Are you curious where the superstars live? Then head towards the Tarantula Nebula (Tarantula Nebula) in the Large Magellanic Cloud and continue on for 170,000 light years. There you will find dozens of stars that are 50 times larger than the sun and nine monster stars are 100 times more massive than the sun.
“Together, these nine stars can overshadow the Sun 30 million times,” the European Space Agency said in a press release about the discovery published in the Monthly Notices of the Royal Astronomical Society.
The most massive star in the universe, known as R136a1, is more than 250 times the size of our Sun.
An international team of scientists discovered nine “giants” by combining 3 images taken with a Hubble wide-angle camera and high-resolution ultraviolet images taken with the Hubble's Space Telescope Imaging Spectrograph. This discovery is expected to add fuel to the debate on how such massive stars are formed.

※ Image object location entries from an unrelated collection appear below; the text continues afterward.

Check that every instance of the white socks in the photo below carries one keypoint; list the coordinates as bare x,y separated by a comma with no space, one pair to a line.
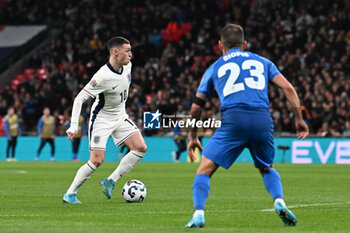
197,212
83,174
126,164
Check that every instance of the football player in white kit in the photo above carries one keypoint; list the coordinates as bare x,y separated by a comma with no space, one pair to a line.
109,87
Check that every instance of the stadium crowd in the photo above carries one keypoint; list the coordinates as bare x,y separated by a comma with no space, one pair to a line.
174,42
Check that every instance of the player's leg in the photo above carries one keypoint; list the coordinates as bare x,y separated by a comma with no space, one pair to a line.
14,144
42,144
9,145
98,136
83,174
52,144
181,148
75,145
200,189
176,154
262,151
138,148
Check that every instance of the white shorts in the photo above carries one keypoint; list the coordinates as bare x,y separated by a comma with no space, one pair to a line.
120,130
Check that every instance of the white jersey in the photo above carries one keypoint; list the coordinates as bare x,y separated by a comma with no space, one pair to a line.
110,90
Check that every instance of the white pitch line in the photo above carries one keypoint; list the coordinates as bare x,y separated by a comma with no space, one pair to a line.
176,212
310,205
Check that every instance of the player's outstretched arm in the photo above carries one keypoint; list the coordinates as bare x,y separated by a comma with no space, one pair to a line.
293,99
77,105
196,111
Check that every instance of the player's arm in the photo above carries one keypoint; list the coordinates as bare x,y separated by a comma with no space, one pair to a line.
293,99
203,91
92,89
77,105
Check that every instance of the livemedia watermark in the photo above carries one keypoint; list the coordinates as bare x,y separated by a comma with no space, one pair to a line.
155,120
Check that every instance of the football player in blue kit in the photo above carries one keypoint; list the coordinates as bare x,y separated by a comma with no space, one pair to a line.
241,81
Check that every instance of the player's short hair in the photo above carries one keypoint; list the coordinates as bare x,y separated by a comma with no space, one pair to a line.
232,36
116,42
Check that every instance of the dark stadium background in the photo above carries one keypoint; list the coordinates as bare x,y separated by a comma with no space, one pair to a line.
173,43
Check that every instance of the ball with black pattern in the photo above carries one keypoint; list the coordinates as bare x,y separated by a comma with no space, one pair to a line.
134,191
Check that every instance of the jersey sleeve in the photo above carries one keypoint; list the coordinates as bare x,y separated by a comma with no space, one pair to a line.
95,86
206,84
273,71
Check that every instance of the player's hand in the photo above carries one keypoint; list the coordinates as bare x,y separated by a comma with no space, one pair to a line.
71,132
302,129
192,144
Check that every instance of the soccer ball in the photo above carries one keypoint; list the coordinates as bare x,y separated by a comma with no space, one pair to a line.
134,191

“It has been suggested that these monsters are the result of a merger of less extreme stars in close binary systems. From what we know about the frequency of mass mergers, this scenario is not suitable for all the massive stars that we see in R136, ”astronomer Saida Caballero-Nieves of the University of Sheffield said in a statement.
STIS data also showed that giant stars quickly lose mass, throwing out the equivalent mass of the Earth every month.